Figure 2. Baseline twitch and Ca²⁺ transient parameters.

A. Diastolic cell length. B. Diastolic Ca²⁺ levels. Data presented as mean ± s.e.m. n = 10–28 cells/group.

Figure 3. Effect of acute fructose on twitch and Ca²⁺ transient profiles.

A. Representative twitch profiles from cardiomyocytes superfused with glucose, 2 DG, or fructose +2 DG solutions. B. Representative Ca²⁺ transient profiles from cardiomyocytes superfused with glucose, 2 DG, or fructose +2 DG solutions. C. Twitch peak shortening, normalized to diastolic cell length (% PS). D. Ca²⁺ transient peak amplitude. Data presented as mean ± s.e.m. n = 10–28 cells/group. *p<0.05 (1-way ANOVA, Newman-Keuls post-hoc test).

Figure 4. Effect of acute fructose on cardiomyocyte shortening and Ca²⁺ handling kinetics.

A. Area of the shortening phase of the twitch cycle normalized to peak shortening (A_S/PS) B. Time to peak Ca²⁺ transient relative to electrical stimulus. C. Area of the lengthening phase of the twitch cycle normalized to peak shortening (A_L/PS). D. Time constant of Ca²⁺ transient decay (Tau). E. Area of the total twitch cycle normalized to peak shortening (A_T/PS). F. Duration of the Ca²⁺ transient (time from stimulus to 90% Ca²⁺ transient decay). Data presented as mean ± s.e.m. n = 10–28 cells/group. *p<0.05 (1-way ANOVA, Newman-Keuls post-hoc test).

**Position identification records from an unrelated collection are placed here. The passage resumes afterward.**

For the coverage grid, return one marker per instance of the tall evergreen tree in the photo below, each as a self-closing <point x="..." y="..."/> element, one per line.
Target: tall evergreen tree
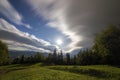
<point x="68" y="58"/>
<point x="107" y="45"/>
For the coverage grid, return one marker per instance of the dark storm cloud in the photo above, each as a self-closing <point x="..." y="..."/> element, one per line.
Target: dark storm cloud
<point x="80" y="20"/>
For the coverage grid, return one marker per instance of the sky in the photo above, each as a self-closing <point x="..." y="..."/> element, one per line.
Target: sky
<point x="36" y="25"/>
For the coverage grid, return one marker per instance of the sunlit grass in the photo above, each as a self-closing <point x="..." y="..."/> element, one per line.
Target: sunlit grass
<point x="39" y="72"/>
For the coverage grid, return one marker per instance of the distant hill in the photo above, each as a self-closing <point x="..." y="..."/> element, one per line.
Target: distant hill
<point x="14" y="54"/>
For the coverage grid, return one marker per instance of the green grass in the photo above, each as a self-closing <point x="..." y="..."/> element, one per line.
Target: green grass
<point x="39" y="72"/>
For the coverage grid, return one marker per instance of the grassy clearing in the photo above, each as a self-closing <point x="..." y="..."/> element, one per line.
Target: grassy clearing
<point x="38" y="72"/>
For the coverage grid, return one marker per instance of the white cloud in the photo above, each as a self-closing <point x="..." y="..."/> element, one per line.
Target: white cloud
<point x="18" y="40"/>
<point x="80" y="20"/>
<point x="54" y="11"/>
<point x="9" y="12"/>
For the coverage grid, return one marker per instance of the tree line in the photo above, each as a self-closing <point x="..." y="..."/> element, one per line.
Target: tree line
<point x="104" y="51"/>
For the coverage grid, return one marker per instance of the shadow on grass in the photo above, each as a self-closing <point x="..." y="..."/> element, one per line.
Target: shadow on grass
<point x="89" y="72"/>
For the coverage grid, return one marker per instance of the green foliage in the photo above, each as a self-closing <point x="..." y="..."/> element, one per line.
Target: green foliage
<point x="107" y="45"/>
<point x="3" y="53"/>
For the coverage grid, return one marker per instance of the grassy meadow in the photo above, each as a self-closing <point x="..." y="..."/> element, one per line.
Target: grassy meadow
<point x="40" y="72"/>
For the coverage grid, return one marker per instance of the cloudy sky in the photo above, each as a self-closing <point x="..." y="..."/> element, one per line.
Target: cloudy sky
<point x="36" y="25"/>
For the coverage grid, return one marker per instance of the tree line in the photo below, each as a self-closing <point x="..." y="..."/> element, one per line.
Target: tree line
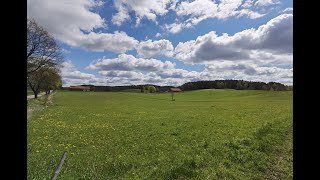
<point x="235" y="84"/>
<point x="43" y="59"/>
<point x="216" y="84"/>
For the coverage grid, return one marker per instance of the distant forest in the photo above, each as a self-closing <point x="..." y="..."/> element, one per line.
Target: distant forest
<point x="216" y="84"/>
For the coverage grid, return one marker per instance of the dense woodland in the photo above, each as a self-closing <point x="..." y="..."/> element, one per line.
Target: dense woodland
<point x="216" y="84"/>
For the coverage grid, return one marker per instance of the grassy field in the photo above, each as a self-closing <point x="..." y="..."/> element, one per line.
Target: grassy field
<point x="206" y="134"/>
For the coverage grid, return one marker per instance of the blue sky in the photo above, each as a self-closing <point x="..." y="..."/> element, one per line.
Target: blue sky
<point x="169" y="42"/>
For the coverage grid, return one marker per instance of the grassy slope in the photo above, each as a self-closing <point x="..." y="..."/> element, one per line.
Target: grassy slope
<point x="208" y="134"/>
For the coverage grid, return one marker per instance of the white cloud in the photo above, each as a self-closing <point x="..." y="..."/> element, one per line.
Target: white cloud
<point x="155" y="48"/>
<point x="264" y="43"/>
<point x="158" y="35"/>
<point x="73" y="22"/>
<point x="288" y="10"/>
<point x="142" y="9"/>
<point x="266" y="2"/>
<point x="127" y="69"/>
<point x="193" y="12"/>
<point x="72" y="76"/>
<point x="126" y="62"/>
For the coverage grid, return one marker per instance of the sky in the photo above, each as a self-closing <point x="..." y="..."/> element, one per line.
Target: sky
<point x="169" y="42"/>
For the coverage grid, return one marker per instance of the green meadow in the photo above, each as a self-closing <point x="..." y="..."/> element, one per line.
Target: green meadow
<point x="204" y="134"/>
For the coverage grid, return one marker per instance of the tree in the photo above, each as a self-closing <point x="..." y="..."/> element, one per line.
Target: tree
<point x="151" y="89"/>
<point x="42" y="49"/>
<point x="45" y="78"/>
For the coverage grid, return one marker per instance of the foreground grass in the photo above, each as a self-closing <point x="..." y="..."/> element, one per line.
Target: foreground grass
<point x="208" y="134"/>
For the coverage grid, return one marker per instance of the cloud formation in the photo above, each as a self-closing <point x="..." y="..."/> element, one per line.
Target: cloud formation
<point x="269" y="40"/>
<point x="155" y="48"/>
<point x="73" y="23"/>
<point x="193" y="12"/>
<point x="142" y="9"/>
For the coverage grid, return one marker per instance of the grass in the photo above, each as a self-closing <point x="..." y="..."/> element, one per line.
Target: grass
<point x="206" y="134"/>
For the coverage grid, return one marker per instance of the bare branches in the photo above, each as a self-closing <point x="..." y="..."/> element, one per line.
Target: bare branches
<point x="42" y="49"/>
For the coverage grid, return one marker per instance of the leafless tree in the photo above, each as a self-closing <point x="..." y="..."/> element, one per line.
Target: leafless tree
<point x="42" y="49"/>
<point x="44" y="79"/>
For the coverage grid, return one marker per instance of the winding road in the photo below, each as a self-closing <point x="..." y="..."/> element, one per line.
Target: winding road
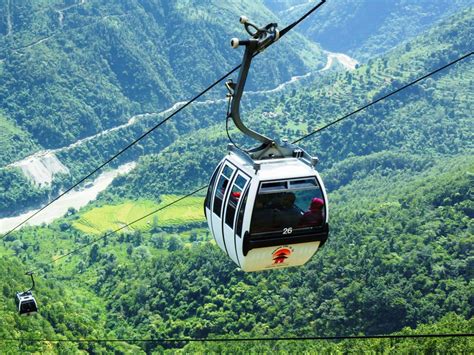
<point x="79" y="198"/>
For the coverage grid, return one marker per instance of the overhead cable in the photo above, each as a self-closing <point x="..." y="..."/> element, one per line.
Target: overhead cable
<point x="120" y="152"/>
<point x="383" y="97"/>
<point x="304" y="137"/>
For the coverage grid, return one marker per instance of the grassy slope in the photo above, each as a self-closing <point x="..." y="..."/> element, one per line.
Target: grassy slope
<point x="433" y="118"/>
<point x="110" y="217"/>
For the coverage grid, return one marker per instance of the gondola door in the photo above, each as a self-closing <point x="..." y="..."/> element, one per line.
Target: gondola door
<point x="221" y="191"/>
<point x="233" y="203"/>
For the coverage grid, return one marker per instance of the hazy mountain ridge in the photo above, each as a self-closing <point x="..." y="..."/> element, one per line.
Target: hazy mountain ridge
<point x="368" y="28"/>
<point x="431" y="118"/>
<point x="399" y="177"/>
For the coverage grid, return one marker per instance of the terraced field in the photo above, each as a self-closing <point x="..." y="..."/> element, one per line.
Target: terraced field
<point x="101" y="219"/>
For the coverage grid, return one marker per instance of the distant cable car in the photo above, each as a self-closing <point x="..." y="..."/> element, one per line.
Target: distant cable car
<point x="25" y="301"/>
<point x="267" y="207"/>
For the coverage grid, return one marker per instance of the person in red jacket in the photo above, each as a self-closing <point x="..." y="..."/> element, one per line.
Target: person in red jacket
<point x="315" y="215"/>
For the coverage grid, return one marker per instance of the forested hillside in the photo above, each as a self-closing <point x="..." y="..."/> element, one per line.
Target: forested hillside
<point x="70" y="71"/>
<point x="399" y="175"/>
<point x="93" y="65"/>
<point x="431" y="118"/>
<point x="367" y="28"/>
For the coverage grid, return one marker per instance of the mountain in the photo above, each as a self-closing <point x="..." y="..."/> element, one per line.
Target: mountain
<point x="431" y="118"/>
<point x="367" y="28"/>
<point x="398" y="260"/>
<point x="73" y="73"/>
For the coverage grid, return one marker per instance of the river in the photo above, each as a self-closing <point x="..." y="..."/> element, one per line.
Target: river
<point x="41" y="166"/>
<point x="75" y="199"/>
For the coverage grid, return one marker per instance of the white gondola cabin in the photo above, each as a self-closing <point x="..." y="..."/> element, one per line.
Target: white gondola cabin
<point x="267" y="213"/>
<point x="26" y="303"/>
<point x="266" y="207"/>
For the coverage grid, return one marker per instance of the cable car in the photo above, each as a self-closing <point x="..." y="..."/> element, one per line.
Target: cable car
<point x="265" y="207"/>
<point x="26" y="302"/>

Figure 5. Effect of fructose on cardiomyocyte contractility.

A. Maximum rate of cardiomyocyte shortening (max dL/dt_S). B. Maximum rate of cardiomyocyte lengthening (max dL/dt_L). Data presented as mean ± s.e.m. n = 10–28 cells/group. *p<0.05 (1-way ANOVA, Newman-Keuls post-hoc test).

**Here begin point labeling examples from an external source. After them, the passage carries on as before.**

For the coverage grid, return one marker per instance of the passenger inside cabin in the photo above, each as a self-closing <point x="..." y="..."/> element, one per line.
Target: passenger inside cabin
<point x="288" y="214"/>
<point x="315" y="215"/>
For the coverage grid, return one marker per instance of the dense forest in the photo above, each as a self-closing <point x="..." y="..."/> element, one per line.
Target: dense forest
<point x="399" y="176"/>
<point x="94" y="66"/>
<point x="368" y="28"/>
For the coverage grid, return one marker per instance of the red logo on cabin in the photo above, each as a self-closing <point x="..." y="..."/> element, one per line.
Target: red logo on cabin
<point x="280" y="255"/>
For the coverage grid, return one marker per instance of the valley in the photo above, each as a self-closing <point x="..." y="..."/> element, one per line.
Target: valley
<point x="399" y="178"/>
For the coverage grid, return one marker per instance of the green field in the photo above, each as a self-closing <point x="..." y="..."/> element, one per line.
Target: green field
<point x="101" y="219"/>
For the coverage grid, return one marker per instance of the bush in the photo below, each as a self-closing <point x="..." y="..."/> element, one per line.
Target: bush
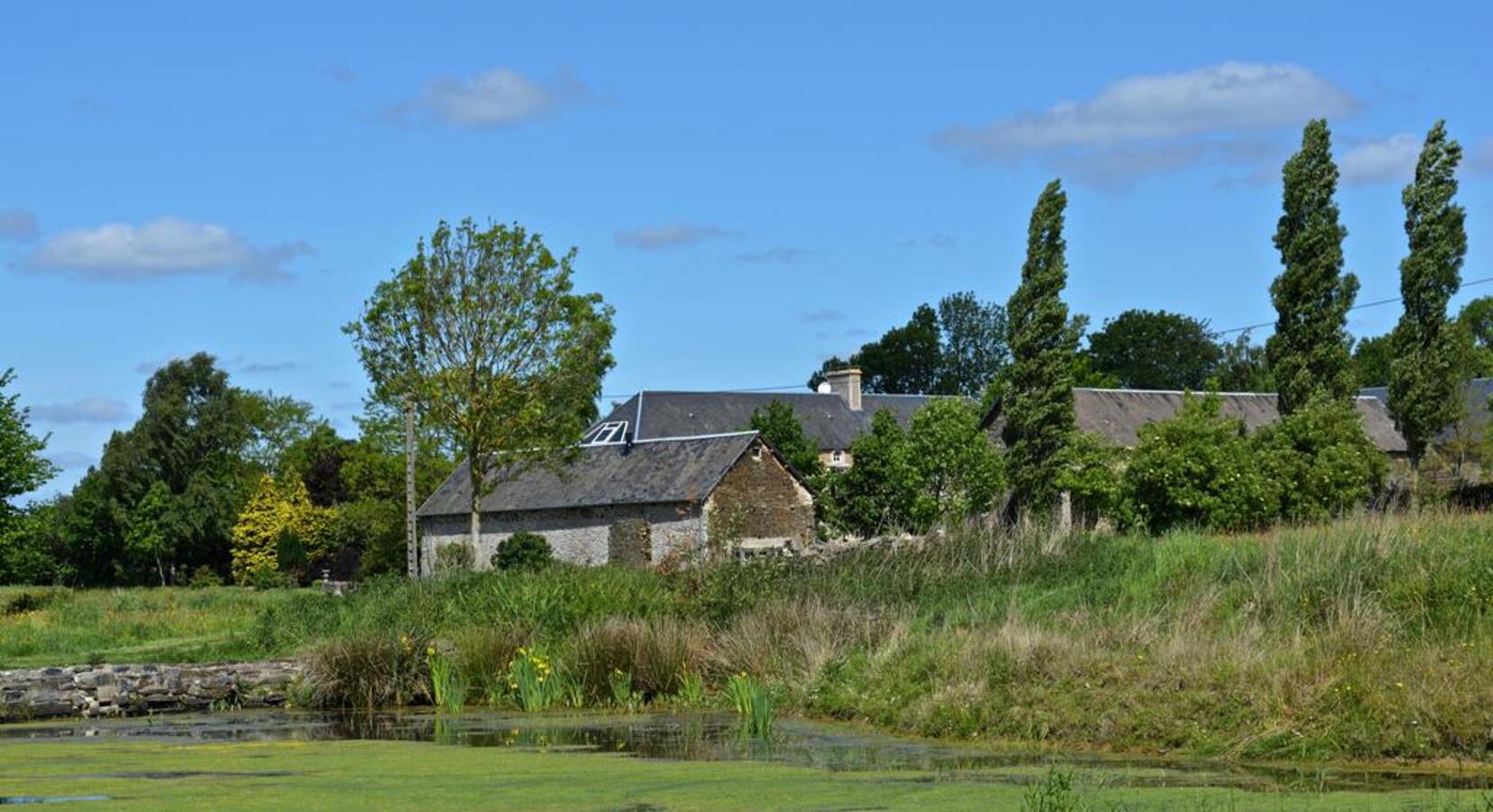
<point x="523" y="551"/>
<point x="1323" y="460"/>
<point x="1198" y="467"/>
<point x="454" y="557"/>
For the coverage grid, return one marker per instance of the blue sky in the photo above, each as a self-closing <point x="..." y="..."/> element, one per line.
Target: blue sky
<point x="753" y="189"/>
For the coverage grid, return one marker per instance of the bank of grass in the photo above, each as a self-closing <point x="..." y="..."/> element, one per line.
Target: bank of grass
<point x="1367" y="639"/>
<point x="42" y="626"/>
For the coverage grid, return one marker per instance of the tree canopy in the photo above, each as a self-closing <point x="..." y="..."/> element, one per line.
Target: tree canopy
<point x="1156" y="349"/>
<point x="1038" y="387"/>
<point x="1308" y="353"/>
<point x="506" y="357"/>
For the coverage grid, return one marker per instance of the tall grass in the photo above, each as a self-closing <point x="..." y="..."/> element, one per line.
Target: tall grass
<point x="1369" y="638"/>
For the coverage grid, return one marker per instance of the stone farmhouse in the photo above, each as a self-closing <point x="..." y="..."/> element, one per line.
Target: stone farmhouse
<point x="634" y="502"/>
<point x="832" y="419"/>
<point x="1117" y="415"/>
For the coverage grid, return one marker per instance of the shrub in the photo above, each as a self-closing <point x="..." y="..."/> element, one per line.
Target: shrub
<point x="1323" y="460"/>
<point x="454" y="557"/>
<point x="1198" y="467"/>
<point x="523" y="551"/>
<point x="654" y="654"/>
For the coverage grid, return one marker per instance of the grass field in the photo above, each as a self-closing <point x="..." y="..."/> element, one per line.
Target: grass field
<point x="1367" y="639"/>
<point x="397" y="775"/>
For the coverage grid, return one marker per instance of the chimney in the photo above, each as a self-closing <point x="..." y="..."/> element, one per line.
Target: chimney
<point x="845" y="383"/>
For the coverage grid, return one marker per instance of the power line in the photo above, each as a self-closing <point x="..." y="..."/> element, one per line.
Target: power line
<point x="746" y="390"/>
<point x="1355" y="308"/>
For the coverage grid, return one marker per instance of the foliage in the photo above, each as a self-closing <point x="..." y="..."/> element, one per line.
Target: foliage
<point x="276" y="424"/>
<point x="533" y="682"/>
<point x="508" y="357"/>
<point x="1036" y="392"/>
<point x="456" y="557"/>
<point x="23" y="469"/>
<point x="958" y="348"/>
<point x="278" y="518"/>
<point x="1308" y="353"/>
<point x="1371" y="360"/>
<point x="1198" y="469"/>
<point x="1090" y="475"/>
<point x="376" y="531"/>
<point x="317" y="460"/>
<point x="651" y="652"/>
<point x="369" y="670"/>
<point x="1426" y="369"/>
<point x="191" y="439"/>
<point x="449" y="684"/>
<point x="905" y="358"/>
<point x="878" y="492"/>
<point x="523" y="551"/>
<point x="1156" y="349"/>
<point x="148" y="533"/>
<point x="1321" y="460"/>
<point x="974" y="344"/>
<point x="780" y="426"/>
<point x="753" y="702"/>
<point x="1244" y="367"/>
<point x="956" y="469"/>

Figure 6. Altered myocyte shortening-Ca²⁺ relationship.

A. Correlation of area of the total twitch cycle normalized to peak shortening (A_T/PS) and Ca²⁺ transient duration for myocytes superfused under control glucose conditions (R² = 0.416; *p<0.05). B. Correlation of area of the total twitch cycle normalized to peak shortening (A_T/PS) and Ca²⁺ transient duration for myocytes superfused under 2 DG conditions (R² = 0.028; p = ns). C. Correlation of area of the total twitch cycle normalized to peak shortening (A_T/PS) and Ca²⁺ transient duration for myocytes superfused under fructose +2 DG conditions (R² = 0.002; p = ns).

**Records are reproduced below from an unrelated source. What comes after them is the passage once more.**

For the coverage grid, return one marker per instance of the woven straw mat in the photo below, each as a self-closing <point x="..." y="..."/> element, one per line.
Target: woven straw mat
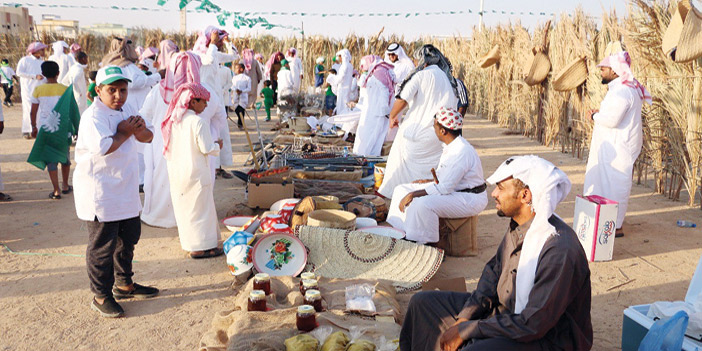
<point x="337" y="253"/>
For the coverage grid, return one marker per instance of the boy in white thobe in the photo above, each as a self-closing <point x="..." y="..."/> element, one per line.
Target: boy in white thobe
<point x="188" y="146"/>
<point x="76" y="77"/>
<point x="29" y="71"/>
<point x="617" y="136"/>
<point x="457" y="192"/>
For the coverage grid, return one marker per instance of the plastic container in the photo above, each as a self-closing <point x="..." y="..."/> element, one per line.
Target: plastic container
<point x="306" y="320"/>
<point x="262" y="281"/>
<point x="257" y="301"/>
<point x="314" y="299"/>
<point x="686" y="224"/>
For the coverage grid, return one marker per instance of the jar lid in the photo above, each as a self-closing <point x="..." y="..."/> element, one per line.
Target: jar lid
<point x="309" y="282"/>
<point x="257" y="294"/>
<point x="308" y="275"/>
<point x="313" y="294"/>
<point x="305" y="309"/>
<point x="262" y="276"/>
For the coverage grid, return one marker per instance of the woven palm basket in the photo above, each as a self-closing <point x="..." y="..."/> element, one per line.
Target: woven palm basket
<point x="537" y="68"/>
<point x="338" y="253"/>
<point x="570" y="77"/>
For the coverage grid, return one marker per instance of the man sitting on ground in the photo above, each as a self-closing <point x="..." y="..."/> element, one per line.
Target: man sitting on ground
<point x="534" y="294"/>
<point x="457" y="192"/>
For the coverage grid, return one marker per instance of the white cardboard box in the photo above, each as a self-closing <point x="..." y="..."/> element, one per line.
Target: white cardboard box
<point x="636" y="322"/>
<point x="595" y="223"/>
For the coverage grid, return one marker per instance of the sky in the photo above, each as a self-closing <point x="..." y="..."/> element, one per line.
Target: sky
<point x="337" y="27"/>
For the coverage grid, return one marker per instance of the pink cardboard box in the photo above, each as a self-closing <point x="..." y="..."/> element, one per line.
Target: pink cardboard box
<point x="595" y="223"/>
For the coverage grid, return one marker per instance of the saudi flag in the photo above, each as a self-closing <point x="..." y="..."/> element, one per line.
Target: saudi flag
<point x="54" y="137"/>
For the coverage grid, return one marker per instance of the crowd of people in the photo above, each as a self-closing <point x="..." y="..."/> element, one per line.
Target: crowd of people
<point x="157" y="118"/>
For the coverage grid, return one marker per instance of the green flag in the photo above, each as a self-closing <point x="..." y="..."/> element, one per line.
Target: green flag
<point x="54" y="137"/>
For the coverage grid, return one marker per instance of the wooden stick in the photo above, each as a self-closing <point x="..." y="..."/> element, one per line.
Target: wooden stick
<point x="433" y="173"/>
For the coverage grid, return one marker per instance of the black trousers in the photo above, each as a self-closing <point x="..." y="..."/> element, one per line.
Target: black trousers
<point x="110" y="252"/>
<point x="240" y="113"/>
<point x="431" y="313"/>
<point x="8" y="92"/>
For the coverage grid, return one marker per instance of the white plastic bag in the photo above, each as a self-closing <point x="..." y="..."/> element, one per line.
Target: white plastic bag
<point x="359" y="298"/>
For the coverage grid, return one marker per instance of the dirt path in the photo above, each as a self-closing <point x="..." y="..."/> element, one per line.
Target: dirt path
<point x="44" y="297"/>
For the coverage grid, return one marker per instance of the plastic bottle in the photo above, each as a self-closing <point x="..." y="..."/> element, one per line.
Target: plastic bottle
<point x="686" y="224"/>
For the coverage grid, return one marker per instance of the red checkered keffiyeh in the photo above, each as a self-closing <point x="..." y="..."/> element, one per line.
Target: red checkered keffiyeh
<point x="449" y="118"/>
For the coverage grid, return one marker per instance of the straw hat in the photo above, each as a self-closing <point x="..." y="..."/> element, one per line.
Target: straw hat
<point x="336" y="253"/>
<point x="332" y="219"/>
<point x="491" y="58"/>
<point x="570" y="77"/>
<point x="537" y="68"/>
<point x="682" y="39"/>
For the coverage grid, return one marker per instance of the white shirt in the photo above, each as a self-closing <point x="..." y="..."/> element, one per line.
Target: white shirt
<point x="9" y="72"/>
<point x="241" y="82"/>
<point x="285" y="82"/>
<point x="105" y="186"/>
<point x="459" y="168"/>
<point x="76" y="76"/>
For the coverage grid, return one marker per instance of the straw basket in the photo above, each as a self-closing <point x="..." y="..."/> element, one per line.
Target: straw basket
<point x="537" y="68"/>
<point x="309" y="204"/>
<point x="492" y="57"/>
<point x="574" y="74"/>
<point x="682" y="40"/>
<point x="332" y="219"/>
<point x="613" y="47"/>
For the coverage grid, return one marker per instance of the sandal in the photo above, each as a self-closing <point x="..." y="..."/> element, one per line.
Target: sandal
<point x="206" y="253"/>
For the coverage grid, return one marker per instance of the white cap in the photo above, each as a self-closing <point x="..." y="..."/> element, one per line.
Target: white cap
<point x="109" y="75"/>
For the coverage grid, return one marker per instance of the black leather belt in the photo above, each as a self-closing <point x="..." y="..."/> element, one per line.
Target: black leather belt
<point x="476" y="190"/>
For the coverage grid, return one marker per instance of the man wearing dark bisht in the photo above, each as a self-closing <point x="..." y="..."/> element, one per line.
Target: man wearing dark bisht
<point x="534" y="294"/>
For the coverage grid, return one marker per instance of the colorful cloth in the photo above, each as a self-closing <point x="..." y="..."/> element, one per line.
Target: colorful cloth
<point x="57" y="124"/>
<point x="621" y="65"/>
<point x="35" y="46"/>
<point x="178" y="107"/>
<point x="449" y="118"/>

Figure 7. GLUT5 gene expression in cardiomyocytes.

A. Real time PCR fluorescence depicting GLUT5 (Slc2a5) gene expression relative to 18S in adult rat isolated cardiomyocytes, heart and small intestine (positive control). B. DNA gel image from conventional RT-PCR of GLUT5 (Slc2a5) in rat heart tissue and isolated cardiomyocytes. GLUT5 primers were designed to obtain a 481 bp PCR product. Small intestine (‘int’) tissue was used as a positive control. Negative control (‘neg’) was obtained by RNA that was not reverse-transcribed to cDNA.